# Backup ?



## SFC JeffJ (Apr 3, 2006)

How many of you carry a backup gun? Do you do it all the time?  What do you carry and where?

Personally, I only carry one when I go out on a call.  Depending on what I'm wearing, it'll be in my coat or vest pocket (both with holsters in them).  It's a Taurus CIA .38 spl.  Can be nice to have my hand on it ready to draw while looking completely non-threatening.

Jeff


----------



## Grenadier (Apr 4, 2006)

Someimtes, it will be a S&W 642 J-frame revolver, with Speer's short-barrel Gold Dot load, using a Desantis "Nemesis" pocket holster.  This works fine in dress shorts or relaxed fit slacks.  
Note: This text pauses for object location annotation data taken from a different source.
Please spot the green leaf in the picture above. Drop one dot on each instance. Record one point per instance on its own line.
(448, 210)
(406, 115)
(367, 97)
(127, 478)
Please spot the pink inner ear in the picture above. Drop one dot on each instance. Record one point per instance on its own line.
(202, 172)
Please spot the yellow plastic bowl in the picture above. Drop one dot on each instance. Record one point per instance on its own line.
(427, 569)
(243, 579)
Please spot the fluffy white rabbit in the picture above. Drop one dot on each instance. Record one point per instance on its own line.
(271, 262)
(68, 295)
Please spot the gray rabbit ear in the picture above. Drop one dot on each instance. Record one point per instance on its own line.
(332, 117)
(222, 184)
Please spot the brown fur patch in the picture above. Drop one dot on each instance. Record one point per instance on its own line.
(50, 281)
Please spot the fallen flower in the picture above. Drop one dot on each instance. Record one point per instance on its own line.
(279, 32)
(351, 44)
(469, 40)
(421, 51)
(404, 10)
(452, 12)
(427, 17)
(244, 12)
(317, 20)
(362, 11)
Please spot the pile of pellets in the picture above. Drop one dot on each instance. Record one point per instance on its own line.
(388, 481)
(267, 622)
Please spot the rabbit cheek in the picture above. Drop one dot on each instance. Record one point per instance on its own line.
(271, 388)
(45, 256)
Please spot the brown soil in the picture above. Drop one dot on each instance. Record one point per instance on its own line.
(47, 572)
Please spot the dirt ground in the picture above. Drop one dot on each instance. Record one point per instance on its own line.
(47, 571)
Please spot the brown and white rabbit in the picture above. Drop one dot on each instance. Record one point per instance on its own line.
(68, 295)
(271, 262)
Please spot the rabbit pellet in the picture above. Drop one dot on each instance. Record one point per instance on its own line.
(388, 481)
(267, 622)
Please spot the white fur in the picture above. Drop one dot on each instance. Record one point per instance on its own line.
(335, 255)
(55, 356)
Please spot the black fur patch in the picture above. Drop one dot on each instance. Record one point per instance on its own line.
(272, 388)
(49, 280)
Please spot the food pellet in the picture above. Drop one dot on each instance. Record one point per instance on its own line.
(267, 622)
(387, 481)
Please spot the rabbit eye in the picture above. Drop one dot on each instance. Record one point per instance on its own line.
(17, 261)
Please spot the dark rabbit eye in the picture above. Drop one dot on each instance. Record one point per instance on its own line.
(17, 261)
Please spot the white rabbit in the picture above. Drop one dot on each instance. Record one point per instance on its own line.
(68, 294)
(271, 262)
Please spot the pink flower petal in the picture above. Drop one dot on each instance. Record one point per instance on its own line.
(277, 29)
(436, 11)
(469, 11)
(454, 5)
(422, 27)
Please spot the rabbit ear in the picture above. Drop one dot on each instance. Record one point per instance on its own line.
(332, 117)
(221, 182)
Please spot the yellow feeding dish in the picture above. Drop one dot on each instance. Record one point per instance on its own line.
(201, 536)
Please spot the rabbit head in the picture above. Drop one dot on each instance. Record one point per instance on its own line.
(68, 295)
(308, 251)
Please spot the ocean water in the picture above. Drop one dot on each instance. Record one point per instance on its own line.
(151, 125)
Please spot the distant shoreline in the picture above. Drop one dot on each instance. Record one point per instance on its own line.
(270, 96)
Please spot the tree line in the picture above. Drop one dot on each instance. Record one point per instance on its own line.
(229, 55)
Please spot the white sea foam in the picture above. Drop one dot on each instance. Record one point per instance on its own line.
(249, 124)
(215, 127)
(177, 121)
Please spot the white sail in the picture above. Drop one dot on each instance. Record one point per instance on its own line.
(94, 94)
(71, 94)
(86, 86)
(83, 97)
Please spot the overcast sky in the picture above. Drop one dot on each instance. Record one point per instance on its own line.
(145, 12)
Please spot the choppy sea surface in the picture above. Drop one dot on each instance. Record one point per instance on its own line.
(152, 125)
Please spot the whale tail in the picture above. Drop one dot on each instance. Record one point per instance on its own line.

For something even smaller, I'll use a Kel-Tec P3AT, stocked with 7 rounds of 102 grain Remington Golden Saber ammo.  It's small enough to be a pocket gun for a pair of jeans.


----------



## Drac (Apr 5, 2006)

When I was going through my "rookie" days it was a CharterArms .38 Undercover Special in an ankle holster..Now I only carry my on-duty weapon..


----------



## 9mm+p+ (Apr 25, 2006)

Back in my cop days always.  It went from a steel Taurus 85 to a couple of 380 autos then back to a Taurus 85 but the much lighter Ultralite.  Now never, guns just stay in the car except on rare occassions.


----------



## Drac (Apr 26, 2006)

9mm+p+ said:
			
		

> 380 autos.


 
I forgot about my Sig P-230, that was a sweet little gun..


----------



## arnisandyz (Apr 26, 2006)

Used to have a tiny Jenings 32. It was an unrelaible POS!  Ended up giving it to my Ex-wife!


----------



## KenpoTex (Apr 26, 2006)

arnisandyz said:
			
		

> Used to have a tiny Jenings 32. It was an unrelaible POS!


Tell us something we don't know


----------